Como desvantagens salienta-se o custo direto do equipamento específico e a necessidade de

formação do cirurgião responsável. Ainda quanto a custos desta terapêutica, importa referir que

apesar desta ter custos diretos superiores às restantes técnicas de encerramento temporário, apresenta

importantes reduções de custos indiretos devido uma diminuição do período de internamento, de re-

explorações cirúrgicas e de complicações. Ao serem contabilizados os custos globais em saúde por

doente com necessidade de encerramento abdominal temporário, vários autores defendem já que a

vacuoterapia em doentes selecionados pode diminuir os custos de tratamento em mais de 30 %.

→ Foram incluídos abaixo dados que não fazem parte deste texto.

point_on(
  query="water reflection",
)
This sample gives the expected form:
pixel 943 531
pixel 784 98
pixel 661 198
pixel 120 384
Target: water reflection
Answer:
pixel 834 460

Importa ainda referir que a maioria dos estudos é unânime em considerar que os benefícios da

vacuoterapia apenas se distinguem das restantes técnicas se esta for implementada nos primeiros 5

dias de internamento.

Em suma, a vacuoterapia é cada vez mais reconhecida internacionalmente como a abordagem certa

para doentes selecionados com Síndrome Compartimental Abdominal. A sua correta aprendizagem e

aplicação por parte das equipas cirúrgicas resultará em cada vez mais benefícios para os doentes e

para a excelência dos Sistemas de Saúde.